XoFTR: Cross-modal Feature Matching Transformer
Önder Tuzcuoğlu, Aybora Köksal, Buğra Sofu, Sinan Kalkan, A. Aydın Alatan
TL;DR
XoFTR tackles the challenging problem of cross-modal local feature matching between visible and thermal images by introducing a two-stage training regime that combines masked image modeling pre-training with augmentation-based fine-tuning on pseudo-thermal data. The method employs a coarse-to-fine pipeline with sub-pixel refinement, enabling robust matching across scale, viewpoint, and texture differences, and integrates one-to-many and one-to-one assignments to improve reliability. A new METU-VisTIR dataset is proposed to evaluate cross-modal matching under diverse weather and viewpoint conditions, and extensive experiments show state-of-the-art performance on pose and homography estimation benchmarks, with strong ablations confirming the effectiveness of each component. The work has practical implications for cross-modal localization and mapping in outdoor environments where thermal imaging offers robustness to lighting and weather, while aligning with existing deep-learning frameworks for efficiency and scalability.
Abstract
We introduce, XoFTR, a cross-modal cross-view method for local feature matching between thermal infrared (TIR) and visible images.
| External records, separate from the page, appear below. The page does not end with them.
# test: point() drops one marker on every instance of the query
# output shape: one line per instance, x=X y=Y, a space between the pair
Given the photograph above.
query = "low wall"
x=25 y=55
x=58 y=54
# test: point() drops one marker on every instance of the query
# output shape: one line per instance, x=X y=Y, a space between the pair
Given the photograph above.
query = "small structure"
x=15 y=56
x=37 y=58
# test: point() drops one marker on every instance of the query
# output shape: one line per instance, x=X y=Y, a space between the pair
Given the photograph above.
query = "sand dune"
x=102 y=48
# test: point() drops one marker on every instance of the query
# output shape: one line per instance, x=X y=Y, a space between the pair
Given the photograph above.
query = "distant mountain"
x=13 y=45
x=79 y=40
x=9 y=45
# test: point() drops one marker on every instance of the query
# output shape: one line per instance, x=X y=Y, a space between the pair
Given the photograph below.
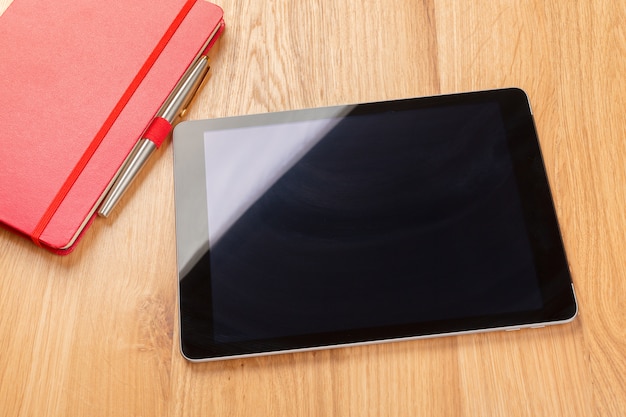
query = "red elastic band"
x=71 y=179
x=157 y=131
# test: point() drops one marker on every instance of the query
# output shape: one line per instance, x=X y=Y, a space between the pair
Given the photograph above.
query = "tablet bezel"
x=560 y=305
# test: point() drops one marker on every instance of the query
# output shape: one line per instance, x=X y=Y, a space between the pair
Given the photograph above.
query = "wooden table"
x=96 y=333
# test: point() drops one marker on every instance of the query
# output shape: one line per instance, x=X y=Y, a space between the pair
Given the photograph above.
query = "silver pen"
x=157 y=131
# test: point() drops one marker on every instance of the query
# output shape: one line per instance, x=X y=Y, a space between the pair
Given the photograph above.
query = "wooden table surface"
x=96 y=333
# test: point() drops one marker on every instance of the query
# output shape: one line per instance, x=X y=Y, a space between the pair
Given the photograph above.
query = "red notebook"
x=79 y=82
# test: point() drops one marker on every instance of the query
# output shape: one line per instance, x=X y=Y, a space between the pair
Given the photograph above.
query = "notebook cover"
x=66 y=68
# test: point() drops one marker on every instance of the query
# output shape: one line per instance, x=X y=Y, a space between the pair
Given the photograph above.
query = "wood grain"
x=95 y=333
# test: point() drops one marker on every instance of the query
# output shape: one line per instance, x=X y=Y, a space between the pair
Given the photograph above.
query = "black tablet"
x=365 y=223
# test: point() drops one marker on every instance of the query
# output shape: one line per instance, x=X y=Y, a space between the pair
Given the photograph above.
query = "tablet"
x=365 y=223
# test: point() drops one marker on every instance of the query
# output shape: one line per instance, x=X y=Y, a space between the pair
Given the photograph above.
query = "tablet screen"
x=369 y=222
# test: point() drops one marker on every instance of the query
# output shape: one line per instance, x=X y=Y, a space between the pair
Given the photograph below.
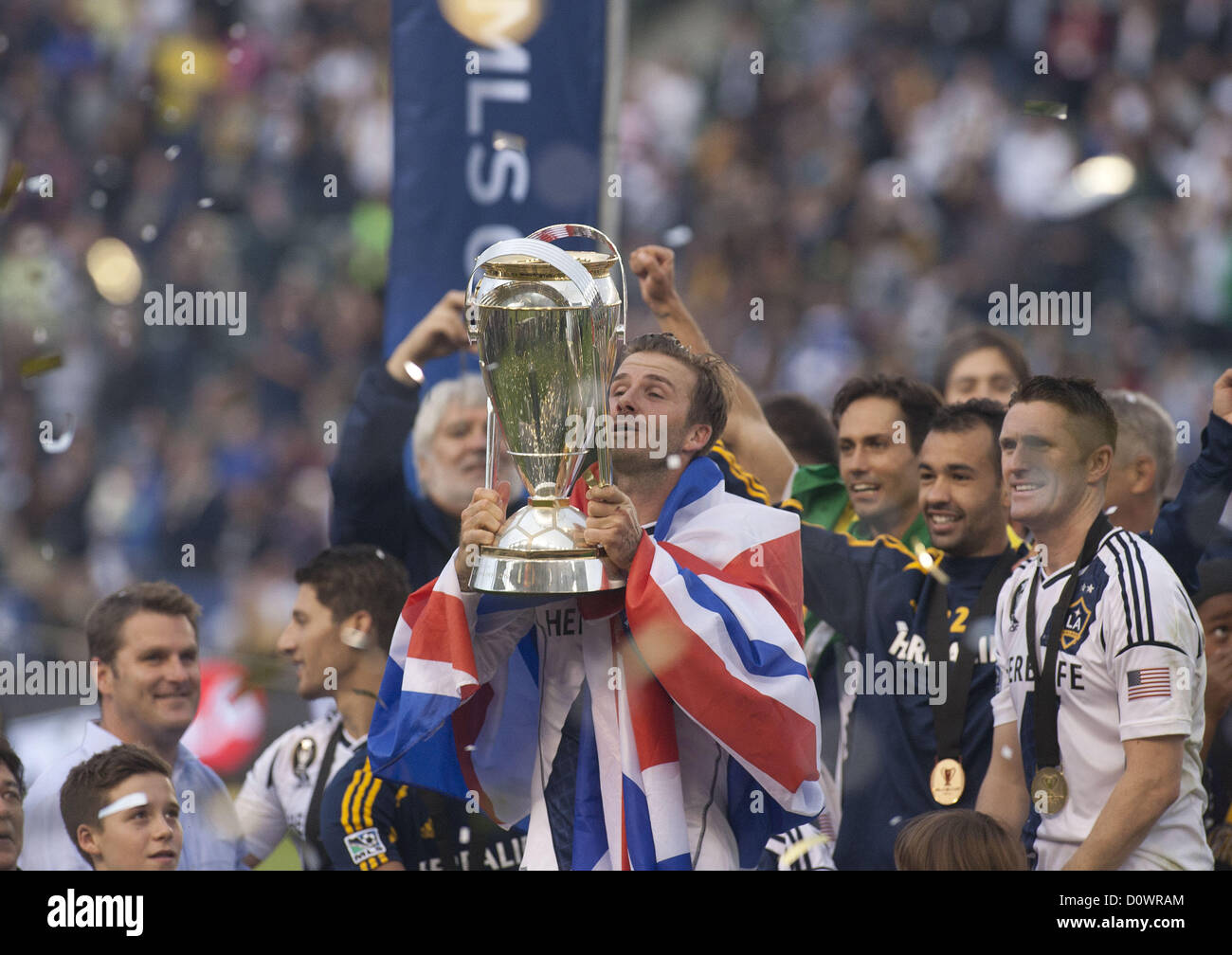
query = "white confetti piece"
x=678 y=236
x=801 y=848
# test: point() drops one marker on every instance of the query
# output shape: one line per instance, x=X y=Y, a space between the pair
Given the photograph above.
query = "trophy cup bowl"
x=547 y=324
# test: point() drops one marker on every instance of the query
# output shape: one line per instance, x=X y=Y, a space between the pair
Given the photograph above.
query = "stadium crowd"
x=873 y=299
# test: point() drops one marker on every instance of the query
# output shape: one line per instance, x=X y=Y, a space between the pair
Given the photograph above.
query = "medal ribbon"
x=949 y=717
x=1047 y=703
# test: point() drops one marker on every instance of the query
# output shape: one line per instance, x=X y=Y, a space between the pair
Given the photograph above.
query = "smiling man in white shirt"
x=144 y=640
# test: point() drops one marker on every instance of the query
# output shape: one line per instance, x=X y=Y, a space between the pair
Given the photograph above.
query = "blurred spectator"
x=804 y=429
x=980 y=363
x=371 y=500
x=1214 y=603
x=12 y=792
x=144 y=640
x=1146 y=454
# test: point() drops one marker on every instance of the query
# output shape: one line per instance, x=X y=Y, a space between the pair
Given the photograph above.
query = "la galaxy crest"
x=1077 y=622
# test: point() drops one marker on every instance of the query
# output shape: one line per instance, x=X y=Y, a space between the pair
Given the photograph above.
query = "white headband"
x=124 y=802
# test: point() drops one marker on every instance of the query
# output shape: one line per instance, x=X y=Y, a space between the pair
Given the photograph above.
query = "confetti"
x=801 y=848
x=58 y=445
x=509 y=140
x=929 y=565
x=1046 y=107
x=41 y=364
x=678 y=236
x=11 y=183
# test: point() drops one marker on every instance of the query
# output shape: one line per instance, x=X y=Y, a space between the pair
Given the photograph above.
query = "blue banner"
x=498 y=109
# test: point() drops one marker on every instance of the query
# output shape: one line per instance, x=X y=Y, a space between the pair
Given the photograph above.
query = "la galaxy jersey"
x=1130 y=665
x=283 y=789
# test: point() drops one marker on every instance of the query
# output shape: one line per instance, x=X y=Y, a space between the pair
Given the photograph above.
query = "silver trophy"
x=547 y=324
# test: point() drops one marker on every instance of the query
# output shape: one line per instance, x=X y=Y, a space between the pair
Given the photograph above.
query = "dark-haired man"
x=922 y=742
x=12 y=791
x=670 y=724
x=144 y=642
x=1099 y=708
x=337 y=638
x=121 y=812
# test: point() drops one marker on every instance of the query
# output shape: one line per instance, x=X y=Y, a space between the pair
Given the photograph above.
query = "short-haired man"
x=978 y=361
x=337 y=639
x=1146 y=455
x=918 y=743
x=121 y=812
x=448 y=437
x=1187 y=528
x=670 y=724
x=144 y=642
x=1101 y=672
x=12 y=791
x=804 y=427
x=1214 y=603
x=881 y=423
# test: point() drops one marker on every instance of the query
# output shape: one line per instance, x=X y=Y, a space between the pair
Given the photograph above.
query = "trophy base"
x=505 y=572
x=537 y=553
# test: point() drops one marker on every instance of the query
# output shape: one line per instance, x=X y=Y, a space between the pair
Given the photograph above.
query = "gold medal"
x=948 y=782
x=1048 y=790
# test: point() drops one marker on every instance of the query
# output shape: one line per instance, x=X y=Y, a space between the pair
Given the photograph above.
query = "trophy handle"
x=551 y=233
x=493 y=437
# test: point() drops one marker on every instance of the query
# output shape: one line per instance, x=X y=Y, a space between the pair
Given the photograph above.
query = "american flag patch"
x=1150 y=681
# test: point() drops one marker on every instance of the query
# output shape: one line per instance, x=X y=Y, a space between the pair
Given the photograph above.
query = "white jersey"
x=283 y=789
x=1130 y=665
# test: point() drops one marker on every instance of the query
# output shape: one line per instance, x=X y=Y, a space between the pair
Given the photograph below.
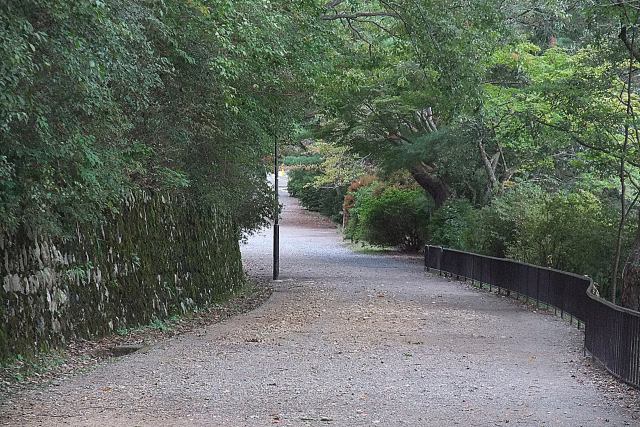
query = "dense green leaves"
x=99 y=99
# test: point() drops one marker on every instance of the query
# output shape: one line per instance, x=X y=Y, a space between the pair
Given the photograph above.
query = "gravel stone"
x=347 y=339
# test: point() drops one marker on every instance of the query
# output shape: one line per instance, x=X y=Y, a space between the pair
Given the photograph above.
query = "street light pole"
x=276 y=219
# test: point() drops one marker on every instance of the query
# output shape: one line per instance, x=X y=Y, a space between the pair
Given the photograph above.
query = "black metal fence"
x=612 y=333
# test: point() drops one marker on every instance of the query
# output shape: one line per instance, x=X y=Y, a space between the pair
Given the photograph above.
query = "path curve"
x=347 y=339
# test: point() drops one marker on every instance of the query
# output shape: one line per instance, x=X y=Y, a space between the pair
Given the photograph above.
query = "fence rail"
x=612 y=333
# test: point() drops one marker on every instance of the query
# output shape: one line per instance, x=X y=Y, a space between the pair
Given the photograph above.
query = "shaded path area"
x=347 y=339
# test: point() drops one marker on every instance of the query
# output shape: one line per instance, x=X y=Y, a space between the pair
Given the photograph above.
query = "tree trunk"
x=425 y=176
x=631 y=277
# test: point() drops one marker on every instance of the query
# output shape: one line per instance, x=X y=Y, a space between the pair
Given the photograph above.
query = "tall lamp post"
x=276 y=220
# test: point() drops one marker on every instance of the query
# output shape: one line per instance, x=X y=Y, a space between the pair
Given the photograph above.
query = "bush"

Unlike visible images, TIR images are less susceptible to adverse lighting and weather conditions but present difficulties in matching due to significant texture and intensity differences. Current hand-crafted and learning-based methods for visible-TIR matching fall short in handling viewpoint, scale, and texture diversities. To address this, XoFTR incorporates masked image modeling pre-training and fine-tuning with pseudo-thermal image augmentation to handle the modality differences. Additionally, we introduce a refined matching pipeline that adjusts for scale discrepancies and enhances match reliability through sub-pixel level refinement. To validate our approach, we collect a comprehensive visible-thermal dataset, and show that our method outperforms existing methods on many benchmarks.